Chimamanda disclosed the election made her to read the Nigerian Constitution and make suggestions for editing.

“I don’t think it unreasonable for educated Nigerians who can read, who know what the word ‘and’ means to make their own interpretation and to argue it, and of course the fact that the Labour Party is in court means that they do not believe that this election is constitutional, and I didn’t quite see it should be termed fascist.”

Chimamanda explained some situations she believes could be classified as fascist, such as the actions of the Independent National Electoral Commission (INEC) and its Chairman, Mahmood Yakubu, during the election, which many Nigerians feel cheated and deeply disfranchised by.
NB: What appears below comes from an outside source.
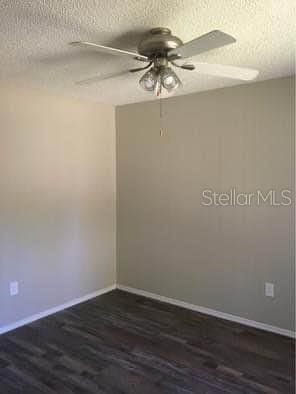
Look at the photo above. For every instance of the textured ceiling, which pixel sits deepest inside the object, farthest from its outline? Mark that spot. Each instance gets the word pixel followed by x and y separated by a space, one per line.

“Fascist is all of the violence that happened during the election. Fascist is the way some people remain silent about that violence.

“A fascist is a government that hasn’t come out to address the very tangible and palpable discontent in this country.”

Backstory

Baba-Ahmed, Labour Party (LP) vice presidential candidate, declared on Channels Television on March 22 that Nigeria has no President-elect despite the INEC announcing Bola Tinubu as the winner of the election on February 25.

He insisted Tinubu would be leading an unconstitutional government if sworn into office because he “has not met requirements of the law,” and swearing him in would be the end of democracy.

Soyinka on Arise TV last week took issue with Baba-Ahmed for saying the All Progressives Congress (APC) candidate should not be sworn in as President on May 29 because the election was allegedly rigged for him.

Soyinka described the comment as “fascistic language.”

“If Channels feel up to it,” he later stressed in a statement, “I offer myself willing to engage Mr Datti – or any nominee of his – on its platform on this very bone of contention – one-on-one – without the malodorous intervention of media trolls, and with the same interviewer as mediator. That should be taken as a serious offer.”